4/10 Not Fleeing When It’s Most Prudent To Do So

There are times when an antagonist needs to delay their attempt at a kill because their path has been hindered. Rather than retreat to strike again, the villains do the opposite and get themselves defeated with no way of completing the kill at all.

In It Chapter Two, when Pennywise realized he was outmatched by the protagonists’ united front against him, he simply tried half-hearted attacks rather than escape to replenish his health. In Saw 3D, Mark Hoffman kept meandering about the city even after his cover was blown and ended up captured by Dr. Gordon when he took too long to skip town.

3/10 Turning On Their Own Co-Conspirators

Films like Saw, Scream, and Child’s Play have had villains team up with other people for the common goal of slaying the protagonists. However, these characters end up forgetting who they’re supposed to be killing and tend to betray each other instead.

Scream saw the main two villains waste time throwing accusations and doing a terrible job at stabbing one another to stage the event, which gave Sidney time to flee. Saw showed Mark Hoffman and Amanda Young conspire against the other, ultimately leading to both characters’ demise and the end of Jigsaw’s games.

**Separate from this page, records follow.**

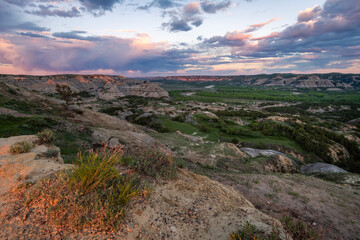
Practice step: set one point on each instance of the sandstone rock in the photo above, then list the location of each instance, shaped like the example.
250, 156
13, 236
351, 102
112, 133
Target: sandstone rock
279, 164
30, 166
101, 86
321, 167
338, 152
200, 208
191, 138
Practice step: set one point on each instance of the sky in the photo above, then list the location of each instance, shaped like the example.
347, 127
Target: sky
138, 38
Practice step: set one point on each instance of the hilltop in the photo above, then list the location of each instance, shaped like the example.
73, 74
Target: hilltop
100, 86
331, 80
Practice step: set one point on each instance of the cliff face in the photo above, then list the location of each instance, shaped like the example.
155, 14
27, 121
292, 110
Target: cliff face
331, 80
102, 86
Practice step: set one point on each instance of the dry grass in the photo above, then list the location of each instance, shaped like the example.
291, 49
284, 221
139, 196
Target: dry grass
91, 195
151, 162
21, 147
45, 136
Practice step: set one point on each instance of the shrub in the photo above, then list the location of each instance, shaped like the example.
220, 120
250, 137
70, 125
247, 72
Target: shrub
250, 232
45, 136
51, 153
92, 194
65, 93
21, 147
151, 162
299, 230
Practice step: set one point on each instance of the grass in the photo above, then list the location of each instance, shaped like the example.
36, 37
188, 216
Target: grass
21, 147
68, 140
298, 229
151, 162
17, 105
45, 136
250, 232
15, 126
51, 153
174, 126
93, 194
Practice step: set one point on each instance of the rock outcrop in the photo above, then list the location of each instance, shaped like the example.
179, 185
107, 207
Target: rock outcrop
189, 207
15, 168
321, 167
102, 86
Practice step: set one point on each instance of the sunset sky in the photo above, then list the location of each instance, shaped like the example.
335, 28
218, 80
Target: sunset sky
173, 37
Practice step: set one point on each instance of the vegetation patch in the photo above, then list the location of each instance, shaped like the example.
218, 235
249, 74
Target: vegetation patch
21, 147
93, 194
250, 232
45, 136
151, 162
298, 229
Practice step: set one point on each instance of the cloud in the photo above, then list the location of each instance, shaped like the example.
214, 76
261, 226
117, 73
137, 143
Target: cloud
322, 38
109, 53
162, 4
36, 7
256, 27
188, 18
51, 11
213, 7
76, 35
98, 7
11, 21
335, 27
309, 14
30, 34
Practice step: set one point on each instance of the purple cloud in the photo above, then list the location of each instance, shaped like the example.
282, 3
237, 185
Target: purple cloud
76, 35
116, 54
213, 7
188, 18
162, 4
50, 10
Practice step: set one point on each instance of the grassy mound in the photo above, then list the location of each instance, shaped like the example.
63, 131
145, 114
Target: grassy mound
92, 194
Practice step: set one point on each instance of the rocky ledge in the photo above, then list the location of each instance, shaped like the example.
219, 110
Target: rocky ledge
101, 86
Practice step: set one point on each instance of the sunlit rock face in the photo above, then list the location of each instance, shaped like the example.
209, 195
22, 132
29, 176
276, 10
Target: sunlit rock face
101, 86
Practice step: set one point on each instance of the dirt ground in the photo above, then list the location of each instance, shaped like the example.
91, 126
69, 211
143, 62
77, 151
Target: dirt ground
333, 209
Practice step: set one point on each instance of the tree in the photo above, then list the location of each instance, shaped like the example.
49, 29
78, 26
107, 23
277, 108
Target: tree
65, 93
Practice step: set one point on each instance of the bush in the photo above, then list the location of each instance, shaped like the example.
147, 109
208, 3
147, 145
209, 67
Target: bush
92, 194
51, 153
298, 230
21, 147
151, 162
45, 136
250, 232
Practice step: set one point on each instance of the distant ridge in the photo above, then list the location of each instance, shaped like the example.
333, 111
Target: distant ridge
101, 86
329, 80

2/10 Not Bothering To Dispose Of The Bodies That Expose Their Existence

Even the most depraved villains in horror movie history tend to be messy individuals who don’t bother cleaning up after a kill. This has the effect of delaying their spree since the discovery of the bodies ends up alerting everyone else, forcing the villains to sneak around and limit their killing potential.

Jigsaw in Saw was a notorious example, as he kidnapped people discreetly but the bodies left behind attracted the authorities and a subsequent manhunt forced the villain into hiding. Child’s Play’s Chucky gives himself away by being in proximity to his target’s bodies, which makes people around them curious if there really is a killer doll out there.

1/10 Engaging In Pointless Cat-And-Mouse Games With Victims

There’s no doubt that the biggest reason for the delay in the killing of targets comes from the villains’ knack for the cat-and-mouse game. This has them prey on their intended victim, giving away positions of advantage just to mess with the person they want to kill.

Everyone from Freddy Krueger, Ghostface, Jigsaw, Jason, Chucky, It, and many more have been guilty of this. Where slashers like Jason might make their victims run around a forest while he’s in pursuit, psychological villains such as Jigsaw will mess with their target’s minds to see how they react. The problem with this is that, in addition to delaying the kill, certain victims manage to escape.